Inspired by this, I here propose another idea for your consideration, which can avoid introducing 3 or 6 orders of magnitude in reactions. The idea is to integrate molecular weight (MW) into metabolic reaction, i.e., use MW/kcat rather than 1/kcat. The term MW/kcat is just the protein cost proposed in my previous studies, and this will also link the full to the light version.
To illustrate, I also use the example of hexokinase: MW = 53.7 kDa (or 53700 Da), kcat = 274 /sec = 986400 /hour, hence MW/kcat = 53.7/986400 = 53.7*e-6.
The metabolic reaction:
Glucose + ATP + 53.7*e-6 P04806 -> Glc6P + ADP + Pi
And the prot_pool reaction:
prot_pool -> P04806
With a metabolic flux of 5 mmol/gDCW/h, the flux through the draw_prot reaction is 53.7*5e-6=2.69e-4 gram protein.
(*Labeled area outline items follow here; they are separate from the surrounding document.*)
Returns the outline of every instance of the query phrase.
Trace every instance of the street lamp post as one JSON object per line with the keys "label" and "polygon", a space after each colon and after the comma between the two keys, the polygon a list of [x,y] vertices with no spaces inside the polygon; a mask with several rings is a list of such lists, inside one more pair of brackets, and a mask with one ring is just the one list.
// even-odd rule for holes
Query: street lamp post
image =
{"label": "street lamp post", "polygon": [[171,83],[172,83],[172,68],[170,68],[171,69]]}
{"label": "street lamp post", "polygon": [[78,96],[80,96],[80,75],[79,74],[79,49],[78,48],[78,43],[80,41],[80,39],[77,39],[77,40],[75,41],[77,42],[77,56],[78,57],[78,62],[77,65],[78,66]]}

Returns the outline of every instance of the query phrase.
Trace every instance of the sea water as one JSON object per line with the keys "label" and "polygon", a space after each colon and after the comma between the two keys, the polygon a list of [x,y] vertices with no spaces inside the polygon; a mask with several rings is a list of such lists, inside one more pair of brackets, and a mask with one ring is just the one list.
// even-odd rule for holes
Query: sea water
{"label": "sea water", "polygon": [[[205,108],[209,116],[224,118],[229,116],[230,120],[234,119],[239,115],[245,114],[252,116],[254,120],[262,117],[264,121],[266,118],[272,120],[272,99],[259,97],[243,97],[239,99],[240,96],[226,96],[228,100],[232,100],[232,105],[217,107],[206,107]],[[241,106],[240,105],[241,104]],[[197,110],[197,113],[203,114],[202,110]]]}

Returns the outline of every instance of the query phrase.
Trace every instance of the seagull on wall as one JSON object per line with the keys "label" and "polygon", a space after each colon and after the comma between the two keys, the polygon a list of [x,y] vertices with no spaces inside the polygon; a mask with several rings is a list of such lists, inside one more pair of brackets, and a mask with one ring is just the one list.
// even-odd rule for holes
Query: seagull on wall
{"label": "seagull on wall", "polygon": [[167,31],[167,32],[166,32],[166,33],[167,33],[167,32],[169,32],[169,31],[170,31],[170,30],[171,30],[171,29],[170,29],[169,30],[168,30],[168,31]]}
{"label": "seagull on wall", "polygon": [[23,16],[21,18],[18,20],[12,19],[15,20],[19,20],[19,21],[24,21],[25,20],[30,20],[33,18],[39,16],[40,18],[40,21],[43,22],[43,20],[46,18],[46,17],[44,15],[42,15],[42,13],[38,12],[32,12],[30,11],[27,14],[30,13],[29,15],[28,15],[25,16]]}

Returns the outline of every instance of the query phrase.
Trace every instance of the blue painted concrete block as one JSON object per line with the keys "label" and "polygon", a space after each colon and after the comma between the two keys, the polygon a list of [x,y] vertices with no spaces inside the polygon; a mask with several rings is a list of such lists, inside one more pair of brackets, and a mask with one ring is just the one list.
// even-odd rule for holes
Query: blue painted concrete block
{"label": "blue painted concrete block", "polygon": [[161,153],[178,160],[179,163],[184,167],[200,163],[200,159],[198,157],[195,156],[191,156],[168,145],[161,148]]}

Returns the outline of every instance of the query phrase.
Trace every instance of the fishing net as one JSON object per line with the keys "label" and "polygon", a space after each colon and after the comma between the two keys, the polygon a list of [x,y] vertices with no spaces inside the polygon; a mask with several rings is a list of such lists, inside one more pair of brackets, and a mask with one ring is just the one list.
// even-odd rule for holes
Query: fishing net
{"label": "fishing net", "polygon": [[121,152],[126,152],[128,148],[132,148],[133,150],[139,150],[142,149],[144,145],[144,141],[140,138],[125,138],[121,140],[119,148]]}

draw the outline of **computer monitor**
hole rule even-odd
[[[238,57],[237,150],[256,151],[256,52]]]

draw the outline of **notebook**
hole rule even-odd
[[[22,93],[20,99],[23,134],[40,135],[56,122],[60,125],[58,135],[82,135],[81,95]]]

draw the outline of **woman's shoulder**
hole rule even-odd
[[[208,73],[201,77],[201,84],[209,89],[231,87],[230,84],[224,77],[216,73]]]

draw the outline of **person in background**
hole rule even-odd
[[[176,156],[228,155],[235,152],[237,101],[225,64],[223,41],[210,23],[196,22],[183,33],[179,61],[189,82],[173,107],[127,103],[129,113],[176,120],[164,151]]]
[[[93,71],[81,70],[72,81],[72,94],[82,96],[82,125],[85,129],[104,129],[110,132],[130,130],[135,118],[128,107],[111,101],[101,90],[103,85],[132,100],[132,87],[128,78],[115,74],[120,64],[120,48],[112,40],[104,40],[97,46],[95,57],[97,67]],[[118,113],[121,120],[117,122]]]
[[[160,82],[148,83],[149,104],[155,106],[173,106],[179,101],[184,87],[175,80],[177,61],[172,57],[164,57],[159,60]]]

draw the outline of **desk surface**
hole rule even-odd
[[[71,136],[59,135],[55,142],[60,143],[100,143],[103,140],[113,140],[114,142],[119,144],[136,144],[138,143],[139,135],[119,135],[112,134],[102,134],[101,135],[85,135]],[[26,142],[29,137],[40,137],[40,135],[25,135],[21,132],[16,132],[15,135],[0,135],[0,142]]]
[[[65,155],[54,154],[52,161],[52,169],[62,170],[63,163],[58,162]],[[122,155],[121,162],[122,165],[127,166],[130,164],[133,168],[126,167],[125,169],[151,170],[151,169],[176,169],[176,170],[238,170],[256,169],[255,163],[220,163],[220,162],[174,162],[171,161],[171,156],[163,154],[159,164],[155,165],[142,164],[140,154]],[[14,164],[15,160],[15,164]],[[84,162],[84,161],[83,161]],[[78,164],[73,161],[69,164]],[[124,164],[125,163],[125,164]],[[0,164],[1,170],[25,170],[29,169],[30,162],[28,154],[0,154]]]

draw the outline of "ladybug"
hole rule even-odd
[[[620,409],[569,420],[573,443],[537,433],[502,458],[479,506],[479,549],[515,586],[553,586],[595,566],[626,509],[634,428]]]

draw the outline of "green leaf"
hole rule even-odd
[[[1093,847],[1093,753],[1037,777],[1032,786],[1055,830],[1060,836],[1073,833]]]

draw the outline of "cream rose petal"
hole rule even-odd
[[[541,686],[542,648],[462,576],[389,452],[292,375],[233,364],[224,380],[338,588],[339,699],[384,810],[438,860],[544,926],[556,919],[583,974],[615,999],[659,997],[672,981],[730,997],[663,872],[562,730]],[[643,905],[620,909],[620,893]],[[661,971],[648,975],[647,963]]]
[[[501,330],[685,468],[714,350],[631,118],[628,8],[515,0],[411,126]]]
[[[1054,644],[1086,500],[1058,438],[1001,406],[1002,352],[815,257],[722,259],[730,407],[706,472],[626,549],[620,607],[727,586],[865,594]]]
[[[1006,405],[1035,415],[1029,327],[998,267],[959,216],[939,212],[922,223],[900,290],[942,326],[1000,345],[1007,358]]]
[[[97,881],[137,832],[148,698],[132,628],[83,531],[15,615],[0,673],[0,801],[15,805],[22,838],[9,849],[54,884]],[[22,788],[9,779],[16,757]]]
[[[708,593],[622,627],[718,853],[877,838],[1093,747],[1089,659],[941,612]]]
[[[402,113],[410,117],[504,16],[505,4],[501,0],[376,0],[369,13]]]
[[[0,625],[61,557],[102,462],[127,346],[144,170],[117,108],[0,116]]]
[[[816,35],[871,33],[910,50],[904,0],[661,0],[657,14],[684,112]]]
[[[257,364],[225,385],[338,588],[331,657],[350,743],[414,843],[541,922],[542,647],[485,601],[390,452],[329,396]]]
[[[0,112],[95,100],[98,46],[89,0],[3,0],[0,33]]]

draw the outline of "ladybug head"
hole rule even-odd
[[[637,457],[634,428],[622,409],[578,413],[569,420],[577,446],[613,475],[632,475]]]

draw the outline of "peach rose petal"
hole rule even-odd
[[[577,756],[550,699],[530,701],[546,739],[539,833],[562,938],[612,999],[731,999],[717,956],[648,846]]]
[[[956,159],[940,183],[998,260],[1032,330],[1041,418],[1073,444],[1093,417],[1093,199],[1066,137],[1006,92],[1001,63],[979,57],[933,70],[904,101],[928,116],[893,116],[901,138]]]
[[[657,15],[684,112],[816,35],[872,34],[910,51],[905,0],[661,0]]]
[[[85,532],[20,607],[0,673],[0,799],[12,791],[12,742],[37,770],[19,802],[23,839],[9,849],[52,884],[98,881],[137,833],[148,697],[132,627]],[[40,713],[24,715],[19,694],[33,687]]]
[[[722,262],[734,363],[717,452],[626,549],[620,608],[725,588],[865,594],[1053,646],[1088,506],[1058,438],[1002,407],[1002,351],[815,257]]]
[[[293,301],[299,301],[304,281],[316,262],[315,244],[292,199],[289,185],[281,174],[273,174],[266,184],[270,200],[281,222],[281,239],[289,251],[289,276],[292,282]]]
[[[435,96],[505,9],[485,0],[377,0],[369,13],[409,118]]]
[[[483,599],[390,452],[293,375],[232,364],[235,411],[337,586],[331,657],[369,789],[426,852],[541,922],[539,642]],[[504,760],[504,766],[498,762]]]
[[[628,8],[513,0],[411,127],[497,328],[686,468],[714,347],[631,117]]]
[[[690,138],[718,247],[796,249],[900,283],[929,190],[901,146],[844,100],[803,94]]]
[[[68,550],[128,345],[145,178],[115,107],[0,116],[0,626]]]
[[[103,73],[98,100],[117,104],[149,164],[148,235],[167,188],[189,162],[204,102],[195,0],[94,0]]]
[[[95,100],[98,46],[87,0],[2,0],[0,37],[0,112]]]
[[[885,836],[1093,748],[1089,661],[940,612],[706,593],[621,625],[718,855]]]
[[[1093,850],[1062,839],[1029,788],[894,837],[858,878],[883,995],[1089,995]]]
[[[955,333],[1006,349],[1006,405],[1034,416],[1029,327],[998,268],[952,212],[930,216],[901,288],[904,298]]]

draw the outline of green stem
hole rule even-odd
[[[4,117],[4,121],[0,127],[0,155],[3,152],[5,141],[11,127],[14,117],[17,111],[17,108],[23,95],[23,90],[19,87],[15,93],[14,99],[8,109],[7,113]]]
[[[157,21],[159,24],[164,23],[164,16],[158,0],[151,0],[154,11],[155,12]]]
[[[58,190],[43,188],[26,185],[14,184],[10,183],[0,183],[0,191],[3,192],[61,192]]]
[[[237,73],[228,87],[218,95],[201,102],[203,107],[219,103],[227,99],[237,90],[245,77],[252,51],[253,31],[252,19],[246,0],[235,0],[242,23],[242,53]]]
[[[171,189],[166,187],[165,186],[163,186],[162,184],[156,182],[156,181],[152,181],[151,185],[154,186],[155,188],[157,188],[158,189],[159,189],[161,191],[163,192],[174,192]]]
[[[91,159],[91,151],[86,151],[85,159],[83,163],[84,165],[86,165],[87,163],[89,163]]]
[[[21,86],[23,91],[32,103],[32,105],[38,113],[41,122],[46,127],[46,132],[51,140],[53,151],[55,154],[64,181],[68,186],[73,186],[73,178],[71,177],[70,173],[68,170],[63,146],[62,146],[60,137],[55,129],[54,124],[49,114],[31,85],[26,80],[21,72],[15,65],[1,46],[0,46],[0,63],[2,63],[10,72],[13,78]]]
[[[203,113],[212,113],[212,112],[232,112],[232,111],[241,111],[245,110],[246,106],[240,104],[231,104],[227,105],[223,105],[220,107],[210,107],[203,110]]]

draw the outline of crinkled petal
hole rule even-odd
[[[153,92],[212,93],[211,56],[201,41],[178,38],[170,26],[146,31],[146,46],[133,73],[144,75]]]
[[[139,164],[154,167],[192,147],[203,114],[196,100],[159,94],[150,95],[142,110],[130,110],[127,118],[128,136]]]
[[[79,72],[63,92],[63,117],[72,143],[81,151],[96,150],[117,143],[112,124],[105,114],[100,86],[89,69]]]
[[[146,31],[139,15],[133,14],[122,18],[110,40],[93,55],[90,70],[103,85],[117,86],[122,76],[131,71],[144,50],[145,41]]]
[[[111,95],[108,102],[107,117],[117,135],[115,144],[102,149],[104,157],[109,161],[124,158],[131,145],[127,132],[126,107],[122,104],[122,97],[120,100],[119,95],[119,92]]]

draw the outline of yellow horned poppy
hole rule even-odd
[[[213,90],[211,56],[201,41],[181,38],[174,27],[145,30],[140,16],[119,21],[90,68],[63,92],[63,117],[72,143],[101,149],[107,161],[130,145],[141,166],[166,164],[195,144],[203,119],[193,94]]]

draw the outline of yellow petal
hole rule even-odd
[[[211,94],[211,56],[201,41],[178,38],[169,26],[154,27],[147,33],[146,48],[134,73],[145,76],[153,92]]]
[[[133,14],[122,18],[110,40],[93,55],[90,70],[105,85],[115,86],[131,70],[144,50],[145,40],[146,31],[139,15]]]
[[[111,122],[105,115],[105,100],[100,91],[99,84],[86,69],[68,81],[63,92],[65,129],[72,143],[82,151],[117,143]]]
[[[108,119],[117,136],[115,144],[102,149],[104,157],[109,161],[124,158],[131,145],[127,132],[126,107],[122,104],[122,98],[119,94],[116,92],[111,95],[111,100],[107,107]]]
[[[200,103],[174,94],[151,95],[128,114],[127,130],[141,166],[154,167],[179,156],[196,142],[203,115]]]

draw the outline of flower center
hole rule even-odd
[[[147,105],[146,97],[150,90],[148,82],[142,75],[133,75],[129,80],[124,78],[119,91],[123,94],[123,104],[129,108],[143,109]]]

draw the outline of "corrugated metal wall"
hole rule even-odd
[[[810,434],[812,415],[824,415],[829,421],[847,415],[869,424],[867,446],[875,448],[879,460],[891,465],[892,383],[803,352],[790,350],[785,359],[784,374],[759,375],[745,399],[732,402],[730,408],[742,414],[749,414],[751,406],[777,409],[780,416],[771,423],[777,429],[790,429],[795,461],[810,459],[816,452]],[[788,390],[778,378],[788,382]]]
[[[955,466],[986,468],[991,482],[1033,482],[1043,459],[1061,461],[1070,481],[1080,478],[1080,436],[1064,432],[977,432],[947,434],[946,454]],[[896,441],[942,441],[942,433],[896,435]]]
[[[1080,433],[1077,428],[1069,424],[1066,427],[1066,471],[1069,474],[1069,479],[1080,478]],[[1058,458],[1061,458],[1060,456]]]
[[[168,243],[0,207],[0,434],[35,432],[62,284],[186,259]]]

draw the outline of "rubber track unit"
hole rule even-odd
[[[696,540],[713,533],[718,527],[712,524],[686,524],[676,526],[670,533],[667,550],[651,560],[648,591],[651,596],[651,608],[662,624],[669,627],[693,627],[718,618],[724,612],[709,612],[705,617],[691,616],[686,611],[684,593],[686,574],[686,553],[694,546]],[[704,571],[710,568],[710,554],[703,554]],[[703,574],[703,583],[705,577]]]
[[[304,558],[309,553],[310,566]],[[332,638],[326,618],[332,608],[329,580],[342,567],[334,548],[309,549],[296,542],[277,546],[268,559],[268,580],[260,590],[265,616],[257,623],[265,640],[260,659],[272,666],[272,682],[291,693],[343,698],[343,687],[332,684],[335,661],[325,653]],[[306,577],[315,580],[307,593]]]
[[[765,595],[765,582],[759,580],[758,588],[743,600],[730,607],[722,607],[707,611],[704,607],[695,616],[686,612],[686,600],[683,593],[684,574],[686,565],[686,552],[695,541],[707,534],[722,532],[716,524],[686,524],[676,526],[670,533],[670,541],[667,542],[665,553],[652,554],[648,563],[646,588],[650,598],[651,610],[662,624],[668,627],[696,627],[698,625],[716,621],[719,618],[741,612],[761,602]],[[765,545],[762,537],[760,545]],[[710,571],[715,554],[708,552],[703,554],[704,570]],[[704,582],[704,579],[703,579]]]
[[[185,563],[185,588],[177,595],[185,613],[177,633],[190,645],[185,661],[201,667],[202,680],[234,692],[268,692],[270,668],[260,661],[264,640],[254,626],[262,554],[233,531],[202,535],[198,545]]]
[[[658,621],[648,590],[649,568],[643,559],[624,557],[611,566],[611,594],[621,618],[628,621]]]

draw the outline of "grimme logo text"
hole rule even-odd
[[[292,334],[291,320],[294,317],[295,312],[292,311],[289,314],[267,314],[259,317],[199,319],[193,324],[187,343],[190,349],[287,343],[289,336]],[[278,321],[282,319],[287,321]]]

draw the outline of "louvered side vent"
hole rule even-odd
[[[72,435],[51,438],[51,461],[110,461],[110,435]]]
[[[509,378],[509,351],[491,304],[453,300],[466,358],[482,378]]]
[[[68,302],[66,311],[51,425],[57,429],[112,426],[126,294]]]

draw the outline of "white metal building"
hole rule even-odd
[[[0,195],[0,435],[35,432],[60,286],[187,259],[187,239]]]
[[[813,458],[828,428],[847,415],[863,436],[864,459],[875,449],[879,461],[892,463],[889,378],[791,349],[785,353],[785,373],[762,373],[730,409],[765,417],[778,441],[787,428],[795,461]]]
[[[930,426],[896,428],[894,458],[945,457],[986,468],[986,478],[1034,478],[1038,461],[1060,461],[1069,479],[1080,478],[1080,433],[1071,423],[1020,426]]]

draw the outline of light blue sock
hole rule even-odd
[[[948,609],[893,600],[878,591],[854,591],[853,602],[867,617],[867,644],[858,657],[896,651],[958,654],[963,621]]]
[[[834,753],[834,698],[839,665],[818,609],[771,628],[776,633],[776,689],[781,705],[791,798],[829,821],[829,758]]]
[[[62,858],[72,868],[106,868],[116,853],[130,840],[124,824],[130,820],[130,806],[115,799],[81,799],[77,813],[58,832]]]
We can also have high flux through the draw_prot reaction by adopting the unit of Da rather than kDa, i.e., MW/kcat = 53700/986400 = 53.7*e-3.
The metabolic reaction becomes:
Glucose + ATP + 53.7*e-3 P04806 -> Glc6P + ADP + Pi
And the prot_pool reaction is unchanged, but the unit is changed:
prot_pool -> P04806
With a metabolic flux of 5 mmol/gDCW/h, the flux through the draw_prot reaction is 53.7*5e-3=2.69e-1 microgram protein. This changes the unit of the total protein pool to mgProtein/gDCW.
This will also change the way to integrate proteomics data. The input of proteomics data should be changed to g/gDCW or mg/gDCW.
This is actually a very elegant solution. Using Da greatly reduces the range of flux values, while it indeed makes full and light version work similarly.